"We need some new ideas."
"We have to think out of the box."
"We have to break the paradigm."
"What got us here won't get us where we want to be."
Sound familiar? You've probably heard someone say something like this. Or maybe you've even said it yourself. Seems there's universal acknowledgement that the current state is never good enough. You have to continue to change, grow, adapt, innovate.
Recognizing the need for new ideas is the easy part. The hard part is figuring out what to do about it.
I’ve spoken about this with many colleagues, and we generally agree that when you need new ideas, oftentimes you have to look outside your organization. You have to bring in the talent that will infuse new ideas into your company.
But that’s not always an easy task.
When it comes to recruiting, companies tend to think too narrowly about the kinds of candidates they want. Just look at any job board out there, and you’ll see a list of “musts”:
- Must have eight years of experience.
- Must have an MBA.
- Must have category experience.
- Must have b-to-b marketing experience.
These requirements actually screen out the kind of big thinkers that companies want to recruit. So you end up seeing the same kinds of candidates. And then guess what happens? You end up hiring the same kinds of people with the same old ideas.

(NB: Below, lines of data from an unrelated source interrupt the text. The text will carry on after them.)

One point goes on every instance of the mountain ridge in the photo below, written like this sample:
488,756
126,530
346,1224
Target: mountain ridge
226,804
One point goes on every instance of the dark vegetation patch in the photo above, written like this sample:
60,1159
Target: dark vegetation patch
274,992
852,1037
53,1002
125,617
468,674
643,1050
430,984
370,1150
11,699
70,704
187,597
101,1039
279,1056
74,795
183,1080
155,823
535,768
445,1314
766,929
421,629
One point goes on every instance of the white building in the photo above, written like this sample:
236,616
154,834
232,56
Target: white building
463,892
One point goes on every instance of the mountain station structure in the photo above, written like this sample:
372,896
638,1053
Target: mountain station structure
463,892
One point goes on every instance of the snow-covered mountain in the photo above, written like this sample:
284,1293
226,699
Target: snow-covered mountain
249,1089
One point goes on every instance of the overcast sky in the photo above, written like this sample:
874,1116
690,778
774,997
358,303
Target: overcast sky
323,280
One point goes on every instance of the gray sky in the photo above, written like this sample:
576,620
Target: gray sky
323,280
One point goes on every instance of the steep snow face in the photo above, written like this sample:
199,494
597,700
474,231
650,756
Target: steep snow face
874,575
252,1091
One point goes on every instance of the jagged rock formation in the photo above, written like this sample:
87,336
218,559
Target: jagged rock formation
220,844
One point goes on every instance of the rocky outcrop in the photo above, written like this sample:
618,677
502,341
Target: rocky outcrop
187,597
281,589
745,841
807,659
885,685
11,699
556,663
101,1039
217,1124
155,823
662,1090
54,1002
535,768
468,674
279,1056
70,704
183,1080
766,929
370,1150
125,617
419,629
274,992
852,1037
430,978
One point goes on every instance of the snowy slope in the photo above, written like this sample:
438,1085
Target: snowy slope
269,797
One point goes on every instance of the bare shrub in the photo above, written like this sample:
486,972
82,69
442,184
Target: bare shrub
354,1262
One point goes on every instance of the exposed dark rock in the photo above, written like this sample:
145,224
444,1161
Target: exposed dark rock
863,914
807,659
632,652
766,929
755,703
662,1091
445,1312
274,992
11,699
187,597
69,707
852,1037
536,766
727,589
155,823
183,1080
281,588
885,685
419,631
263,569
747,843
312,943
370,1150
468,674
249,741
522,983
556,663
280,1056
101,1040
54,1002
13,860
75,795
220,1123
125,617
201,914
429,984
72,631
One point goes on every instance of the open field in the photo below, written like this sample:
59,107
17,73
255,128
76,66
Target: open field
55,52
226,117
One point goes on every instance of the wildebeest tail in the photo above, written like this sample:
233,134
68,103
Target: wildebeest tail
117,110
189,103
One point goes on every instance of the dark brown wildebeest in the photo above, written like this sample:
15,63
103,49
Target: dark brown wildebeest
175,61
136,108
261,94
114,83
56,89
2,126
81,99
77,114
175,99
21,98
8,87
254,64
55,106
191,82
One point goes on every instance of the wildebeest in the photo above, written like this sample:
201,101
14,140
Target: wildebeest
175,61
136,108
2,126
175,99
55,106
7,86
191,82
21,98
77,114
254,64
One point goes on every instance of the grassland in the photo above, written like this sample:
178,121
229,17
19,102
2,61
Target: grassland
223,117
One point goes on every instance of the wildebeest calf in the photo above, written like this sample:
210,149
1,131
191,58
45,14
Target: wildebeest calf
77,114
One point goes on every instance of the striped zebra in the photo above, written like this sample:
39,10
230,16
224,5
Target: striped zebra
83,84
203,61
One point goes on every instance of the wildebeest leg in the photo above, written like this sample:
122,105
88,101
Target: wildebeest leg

Then you sit around and wonder, “Why aren't we moving the business forward? Why aren't we growing revenue?”
Then maybe you fire the ad agency. Maybe the CMO loses his or her job. But you never get the new big ideas that you’re looking for.
So what do you do about this?
Well, I don't claim to know much about anything. I'm not a specialist in any way. I've had a career that has given me broad experience across brands and categories, b-to-b and b-to-c, traditional and digital, client side and agency side.
Despite being a generalist, I have had great success over the past five years assembling a high performing team that has helped build our brand, enable our sales force and grow revenue.
I think the key to our success has had everything to do with the kind of people we bring on to the team. We’ve hired people who don’t fit a set mold. People who don’t have traditional b-to-b experience working for a media company or in the automotive industry.
Now I don’t mean to disparage people who are specialists or subject-matter experts. There are many industries that probably require a specialized skill set. But there are also many that don’t, and where learning curves are less steep and general marketing skills are easily transferable.
When we hire, we look for what I call "marketing athletes." These are people who are more generalists than specialists. Their experiences are very broad so they bring lots of different ideas to the table. They’re creative. They're collaborative. They have the ability to stretch.
Most of all, they have no handcuffs or preconceived notions of the “formula” to solve a specific business problem. They're able to look at the challenge, develop a strategy and then bring a complete arsenal of marketing tactics to help solve that problem. Many times they can bring ideas from different categories that we can transfer to our company.
If you really want new ideas, you have to hire people who actually have new ideas. And you won’t find a top-notch marketing athlete with a standard job description.